Jaala - Hard Hold - Albums - Reviews - Soundblab

Jaala - Hard Hold

by Mark Steele Rating:8 Release Date:2015-12-08

Unwilling to play straight 4/4 songs and follow the crowd in being diva-cloned or a bargain-bin pop-rock band with bland material, Melbourne four-piece; Jaala. Made up of Cosmina Jaala (former Queensland native), Nic Lam – guitar; Loretta Wild – bass; Maria Moles – drums, They are a musical unit ready to challenge the status quo. Their debut full-length album, Hard Hold, possesses an urge to scratch the annoying itch of current sounds and clichés.

For those working out the mystery behind the album artwork of a Cosima all shabby-haired, garbed in a furry bolero-jacket, sporting a pair of goat horns, the following could be the meaning behind it: ‘Jaala’ is a name mentioned in the Old Testament, according to the King James Bible, it states: “A wild she-goat, one of the Nethinim, (Nehemiah. 7:58).” A wild she-goat? That may well be a very close analogy for an artist: curious in nature and quite independent, as the group’s experimental musical concoction stems from prying into and extracting from various styles such as jazz fusion, rock, R&B, and punk, with no one genre clearly dominating.
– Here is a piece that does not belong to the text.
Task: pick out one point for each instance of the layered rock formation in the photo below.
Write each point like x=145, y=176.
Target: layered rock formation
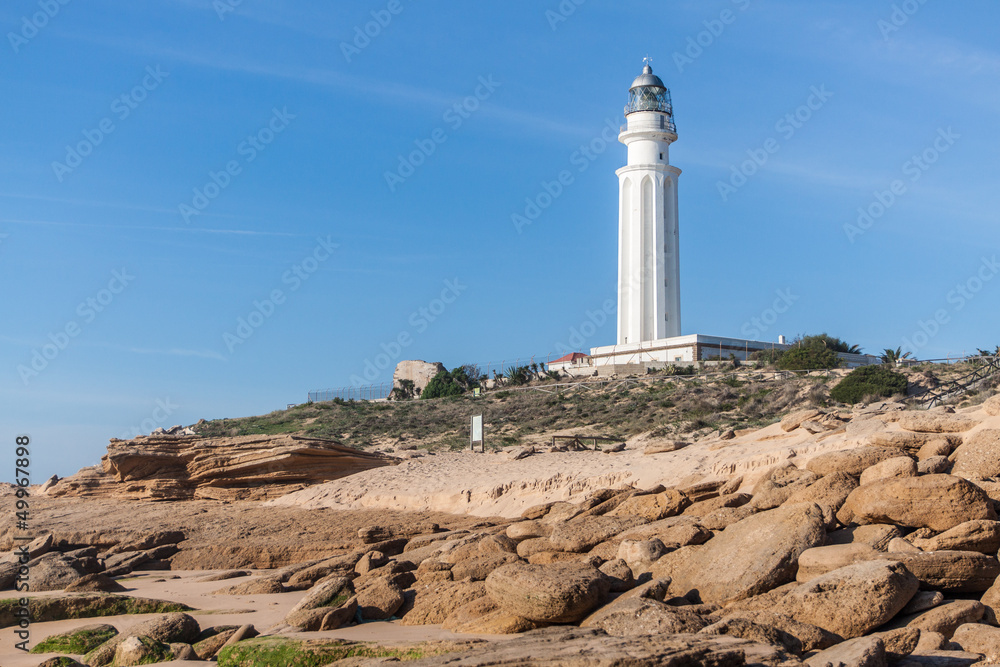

The helping hand, in the album's seven-day-long production is Paul Gober, bass player of fellow antipodean futuristic jazz-funkateers Hiatus Kaiyote, who has steered the music into a thinking man’s glitch-rock. Hard Hold commences with the title namesake. It is a what-could-have-been sad song, held together by rallied-through guitar chord changes, anchored, paralleled bass with neat drum chops. It, along with ‘Double Dutch’, induces flashbacks to Jeff Buckley’s ‘So Real’.

Cosima brings to the table on this song and other tracks a pungent Gwen Stefani/Bjork whining, weaving whimsically melodies, aching cries and angst-filled screams.  The songs on offer here all have their own eccentric attraction and tale to tell, with it mainly due to Cosima’s quirky vocal expressions. ‘Ticket’ (Sounds very Led Zeppelin I & II albums in tone) and ‘Warsong’ are two sides of the same scatty jazz hard rock fusion coin and re-introduces the familiar 1970‘s progressive music formula with a sharp twist – minus the elongated solos. Actually the solos are what could make the recording more edgy, but that could be an instalment in subsequent recordings.

‘Order’ feels like early Artic Monkeys ska-skanking with The Clash, the soulful ‘Salt Shaker’ sounds like Cosima giving a guilt stab and pain relief at leaving family behind in her coastal hometown, and maybe a grudge with local religious and drunken hangouts she says “Those happy-holy-heinous houses/ They spread out and out for mileses/I’d rather give my two good playing hands/than to stay in that hot climate with every one of those men/They’ll forgive me when they’re dead/They’ll forgive me when they’re dead and gone”. The reverb drenched ‘Lowlands’ calmly sidesteps allowing the surreal dreamy to light irritable overtones on the guitars to ring out.  Last but not least number ‘Hymn’ is an emotional stuck loop rhythmic carousel caught in a steady moving shoegaze vortex of guitar strata.

A few listens maybe advised for some of us to appreciate and digest Hard Hold’s multifarious rhythmic and harmonic complexities. As this is a band carving their own identity alongside Hiatus Kaiyote, and are simultaneously introducing a new generation of Pop, Rock and R&B listeners to explore seemingly elitist musical avenues. In doing so, Jaala have paved the way for up and coming artists to assist in breaking down the walls of mediocrity, to usher in a brave new musical world.